Writer Barbara Takei, an officer of the nonprofit Tule Lake Committee, described Nakagawa as “very gutsy” and “courageous” for “using her skills and her talent to tell the stories” of resisters and others. Morohoshi noted that Nakagawa was both “very sharp and fierce and a clear thinker” who was also “supergentle” and “loving,” a person who loved animals and helped nurture Monarch butterflies.

In addition to journalism, Nakagawa had worked as a contractor for UCLA’s Asian American Studies Center, performing tasks such as cataloging the collection of Aiko Yoshinaga Herzig. Before the time of her death, she had been working for Noh Foods of Hawaii.

Even though she was not a fan of John Okada’s novel “No-No Boy,” Abe was happy to include Nakagawa’s essay in the 2018 book he co-edited, “John Okada: The Life & Rediscovered Work of the Author of ‘No-No Boy,’ ” which sought to unveil some of the mystery surrounding the author of the novel “No-No Boy.” (See Pacific Citizen, Feb. 22-March 7, 2019.)

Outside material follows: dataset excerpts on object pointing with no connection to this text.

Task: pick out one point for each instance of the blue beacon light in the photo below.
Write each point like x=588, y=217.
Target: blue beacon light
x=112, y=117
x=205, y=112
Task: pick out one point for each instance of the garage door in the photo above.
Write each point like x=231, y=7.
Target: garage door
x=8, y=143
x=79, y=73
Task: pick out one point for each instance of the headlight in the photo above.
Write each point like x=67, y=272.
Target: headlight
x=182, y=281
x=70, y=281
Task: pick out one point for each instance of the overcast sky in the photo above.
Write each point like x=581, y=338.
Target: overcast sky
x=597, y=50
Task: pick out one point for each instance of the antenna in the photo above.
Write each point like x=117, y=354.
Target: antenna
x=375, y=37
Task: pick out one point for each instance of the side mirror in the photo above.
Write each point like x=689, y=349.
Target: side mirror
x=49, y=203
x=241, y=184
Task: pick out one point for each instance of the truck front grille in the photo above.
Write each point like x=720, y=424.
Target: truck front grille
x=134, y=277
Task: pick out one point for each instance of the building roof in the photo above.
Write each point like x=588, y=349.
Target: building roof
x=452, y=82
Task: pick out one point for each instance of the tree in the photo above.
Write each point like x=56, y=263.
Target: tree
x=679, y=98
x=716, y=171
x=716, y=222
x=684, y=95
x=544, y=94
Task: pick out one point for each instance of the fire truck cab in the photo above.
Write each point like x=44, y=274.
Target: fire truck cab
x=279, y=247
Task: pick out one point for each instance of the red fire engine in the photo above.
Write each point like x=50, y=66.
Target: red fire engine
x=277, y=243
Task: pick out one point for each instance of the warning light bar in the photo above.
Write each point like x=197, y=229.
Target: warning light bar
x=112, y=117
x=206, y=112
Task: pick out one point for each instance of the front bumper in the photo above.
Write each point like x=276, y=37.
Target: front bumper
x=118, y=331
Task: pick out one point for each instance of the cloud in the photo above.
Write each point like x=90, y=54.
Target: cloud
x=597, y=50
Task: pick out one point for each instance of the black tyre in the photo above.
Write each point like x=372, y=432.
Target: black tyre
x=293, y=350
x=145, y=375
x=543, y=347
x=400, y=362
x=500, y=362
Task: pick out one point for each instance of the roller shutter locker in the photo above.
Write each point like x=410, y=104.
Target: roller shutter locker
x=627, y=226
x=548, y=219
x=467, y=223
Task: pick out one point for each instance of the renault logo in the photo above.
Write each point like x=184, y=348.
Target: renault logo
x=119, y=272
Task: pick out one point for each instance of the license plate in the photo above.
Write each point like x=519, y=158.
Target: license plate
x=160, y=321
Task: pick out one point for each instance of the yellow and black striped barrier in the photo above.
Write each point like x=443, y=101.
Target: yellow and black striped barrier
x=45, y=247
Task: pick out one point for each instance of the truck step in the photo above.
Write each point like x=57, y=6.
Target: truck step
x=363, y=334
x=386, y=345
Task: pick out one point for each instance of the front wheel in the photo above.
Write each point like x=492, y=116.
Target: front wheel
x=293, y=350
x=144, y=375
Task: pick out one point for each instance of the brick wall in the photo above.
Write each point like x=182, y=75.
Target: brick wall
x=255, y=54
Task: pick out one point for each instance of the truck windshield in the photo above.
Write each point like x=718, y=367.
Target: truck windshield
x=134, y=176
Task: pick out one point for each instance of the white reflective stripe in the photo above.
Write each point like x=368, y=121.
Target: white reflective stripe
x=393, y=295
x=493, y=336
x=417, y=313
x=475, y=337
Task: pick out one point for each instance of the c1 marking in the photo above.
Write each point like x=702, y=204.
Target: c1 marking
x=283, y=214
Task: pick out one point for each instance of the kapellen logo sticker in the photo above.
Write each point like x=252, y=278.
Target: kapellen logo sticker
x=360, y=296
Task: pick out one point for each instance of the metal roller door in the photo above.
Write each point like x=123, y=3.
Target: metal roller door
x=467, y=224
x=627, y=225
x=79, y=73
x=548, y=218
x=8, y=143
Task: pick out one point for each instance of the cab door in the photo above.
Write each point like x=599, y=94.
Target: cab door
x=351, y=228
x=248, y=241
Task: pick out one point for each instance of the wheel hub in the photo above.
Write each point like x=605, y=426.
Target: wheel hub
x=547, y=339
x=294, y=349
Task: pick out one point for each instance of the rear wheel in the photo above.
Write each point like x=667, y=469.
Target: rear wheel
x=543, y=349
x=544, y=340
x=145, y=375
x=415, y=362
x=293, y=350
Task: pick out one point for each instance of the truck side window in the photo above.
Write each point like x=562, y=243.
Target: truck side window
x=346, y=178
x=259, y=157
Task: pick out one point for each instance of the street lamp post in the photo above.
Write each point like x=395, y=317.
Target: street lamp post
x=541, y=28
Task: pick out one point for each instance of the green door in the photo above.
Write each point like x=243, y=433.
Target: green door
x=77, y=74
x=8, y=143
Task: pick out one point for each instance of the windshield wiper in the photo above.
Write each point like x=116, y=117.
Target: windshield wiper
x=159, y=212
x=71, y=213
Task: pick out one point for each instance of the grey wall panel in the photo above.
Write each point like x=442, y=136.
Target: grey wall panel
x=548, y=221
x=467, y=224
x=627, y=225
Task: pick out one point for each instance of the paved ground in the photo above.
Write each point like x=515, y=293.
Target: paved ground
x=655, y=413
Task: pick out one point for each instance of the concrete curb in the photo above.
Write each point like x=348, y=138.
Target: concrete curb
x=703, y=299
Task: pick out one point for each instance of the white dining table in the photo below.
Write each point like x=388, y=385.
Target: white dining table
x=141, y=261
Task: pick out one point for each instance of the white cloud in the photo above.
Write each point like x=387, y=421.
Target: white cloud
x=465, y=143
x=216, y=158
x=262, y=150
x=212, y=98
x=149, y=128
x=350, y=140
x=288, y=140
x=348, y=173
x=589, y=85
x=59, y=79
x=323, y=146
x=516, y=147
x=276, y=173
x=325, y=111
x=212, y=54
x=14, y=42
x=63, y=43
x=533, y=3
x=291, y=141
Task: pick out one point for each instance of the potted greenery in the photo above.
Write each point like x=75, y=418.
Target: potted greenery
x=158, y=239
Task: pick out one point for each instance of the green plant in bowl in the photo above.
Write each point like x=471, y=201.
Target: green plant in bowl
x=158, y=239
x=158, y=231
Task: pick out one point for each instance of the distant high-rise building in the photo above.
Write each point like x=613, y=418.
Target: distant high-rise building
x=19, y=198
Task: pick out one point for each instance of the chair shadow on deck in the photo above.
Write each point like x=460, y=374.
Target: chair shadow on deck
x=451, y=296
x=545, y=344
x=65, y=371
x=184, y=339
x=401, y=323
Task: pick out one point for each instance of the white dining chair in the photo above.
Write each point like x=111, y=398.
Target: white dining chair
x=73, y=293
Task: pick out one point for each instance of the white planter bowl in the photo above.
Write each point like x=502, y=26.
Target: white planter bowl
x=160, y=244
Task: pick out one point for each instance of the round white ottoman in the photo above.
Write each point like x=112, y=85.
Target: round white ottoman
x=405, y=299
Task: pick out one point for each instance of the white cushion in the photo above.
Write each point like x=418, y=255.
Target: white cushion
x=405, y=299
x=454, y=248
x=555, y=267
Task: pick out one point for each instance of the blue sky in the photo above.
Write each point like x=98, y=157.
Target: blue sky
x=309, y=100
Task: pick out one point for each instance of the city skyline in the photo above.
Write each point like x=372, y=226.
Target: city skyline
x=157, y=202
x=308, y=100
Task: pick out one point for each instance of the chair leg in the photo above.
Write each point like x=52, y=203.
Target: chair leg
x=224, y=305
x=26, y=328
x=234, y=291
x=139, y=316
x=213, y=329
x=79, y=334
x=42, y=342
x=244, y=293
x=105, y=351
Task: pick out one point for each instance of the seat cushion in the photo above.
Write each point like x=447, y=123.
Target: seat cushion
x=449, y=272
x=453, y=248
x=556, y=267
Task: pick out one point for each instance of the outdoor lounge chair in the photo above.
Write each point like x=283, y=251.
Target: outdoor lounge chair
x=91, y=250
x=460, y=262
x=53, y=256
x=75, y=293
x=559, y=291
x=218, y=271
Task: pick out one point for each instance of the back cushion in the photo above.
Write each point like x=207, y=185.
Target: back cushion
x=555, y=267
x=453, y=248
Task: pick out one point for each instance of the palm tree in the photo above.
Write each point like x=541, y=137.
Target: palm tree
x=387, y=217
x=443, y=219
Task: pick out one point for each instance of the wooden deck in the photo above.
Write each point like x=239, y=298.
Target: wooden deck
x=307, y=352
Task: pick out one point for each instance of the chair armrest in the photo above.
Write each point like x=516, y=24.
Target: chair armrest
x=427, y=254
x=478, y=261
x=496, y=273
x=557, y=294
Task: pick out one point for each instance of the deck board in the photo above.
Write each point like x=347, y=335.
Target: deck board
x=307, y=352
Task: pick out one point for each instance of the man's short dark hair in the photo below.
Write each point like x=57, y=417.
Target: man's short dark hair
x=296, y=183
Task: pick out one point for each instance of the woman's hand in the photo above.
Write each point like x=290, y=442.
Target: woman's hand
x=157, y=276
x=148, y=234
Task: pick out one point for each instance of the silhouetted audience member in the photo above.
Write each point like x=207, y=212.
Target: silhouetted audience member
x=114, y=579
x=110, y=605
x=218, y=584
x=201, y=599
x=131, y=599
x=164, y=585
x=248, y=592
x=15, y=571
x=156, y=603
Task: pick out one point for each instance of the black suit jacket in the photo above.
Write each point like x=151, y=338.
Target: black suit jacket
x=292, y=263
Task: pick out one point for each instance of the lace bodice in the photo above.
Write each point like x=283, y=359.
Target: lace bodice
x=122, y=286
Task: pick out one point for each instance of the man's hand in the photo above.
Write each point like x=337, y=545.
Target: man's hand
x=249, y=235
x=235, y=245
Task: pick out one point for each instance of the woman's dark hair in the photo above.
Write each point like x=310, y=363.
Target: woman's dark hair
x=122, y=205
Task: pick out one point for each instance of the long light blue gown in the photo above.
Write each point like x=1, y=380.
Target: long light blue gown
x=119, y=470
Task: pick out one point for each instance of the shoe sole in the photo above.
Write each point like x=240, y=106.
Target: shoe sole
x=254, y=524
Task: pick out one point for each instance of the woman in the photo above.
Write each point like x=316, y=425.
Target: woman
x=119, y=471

In her last contribution to the Rafu Shimpo, in its Aug. 6, 2023, issue, she reviewed Warren Furutani’s book, “ac-tiv-ist,” which was the cover story of the Pacific Citizen, March 24-April 26, 2023, issue.

In the Nichi Bei Weekly video, Nakagawa related what motivated her journalistic endeavors. “If we don’t write about this, this history gets lost. … that that kept me going,” she said.

Nakagawa was predeceased by her parents and is survived by her friends, life partners and many nieces, nephews and other relatives in Japan.

At 11 a.m. on Sunday, Aug. 27, a celebration of life service for Nakagawa is scheduled to take place Fukui Mortuary, 707 E. Temple St., Los Angeles, with a reception to follow.